The site also contains new videos that delve into topics such as how plants respond to gravity, how light influences them, and the role of plant hormones. As is the case with Plants4Kids experiments, videos are available in both English and Spanish.
The site came about because plant biologists Anna Stepanova and Jose Alonso wanted to inspire future scientists. For close to a decade, they have done that by delivering demonstrations at museums and schools. They and other members of their College of Agriculture and Life Sciences lab used National Science Foundation grants to develop the Plants4Kids website as a way to extend that outreach.

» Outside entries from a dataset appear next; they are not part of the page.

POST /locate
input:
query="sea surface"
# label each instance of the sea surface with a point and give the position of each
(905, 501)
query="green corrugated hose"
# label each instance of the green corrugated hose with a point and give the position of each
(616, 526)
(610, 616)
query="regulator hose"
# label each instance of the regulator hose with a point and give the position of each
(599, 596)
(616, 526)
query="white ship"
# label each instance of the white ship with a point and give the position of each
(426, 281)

Javier Brumos Fuentes, a postdoctoral researcher, and NC State undergraduate Eduardo Santana have been key to the video project. Their work features Brumos’ children, Emma and Lukas, who both speak three languages, English, Spanish and German.
“With Plants4Kids, our goal is to expose elementary students to basic biology principles – to help them ask questions such as ‘why are plants green,’ ‘why do some grow taller than the others,’ and ‘why do some plants, like dandelions, live for just a few weeks while others, like live oaks, live for centuries?’” Stepanova explained.
“We wanted to nurture kids’ natural curiosity and stimulate their critical thinking skills,” she added. “And we wanted to do that in a way that’s fun and accessible.”
About the Researchers Behind Plants4Kids
Anna Stepanova and Jose Alonso are a wife-and-husband team with NC State University’s Department of Plant and Microbial Biology. Stepanova is an associate professor, and Alonso is a William Neal Reynolds Distinguished Professor. Their research focuses on plant hormones and how they influence gene activity, growth rates and other patterns. Recently, they developed a set of genetic engineering tools that make it faster and easier to modify large segments of DNA using techniques called recombineering. Stepanova is from Russia, and Alonso is from Spain. They have two children.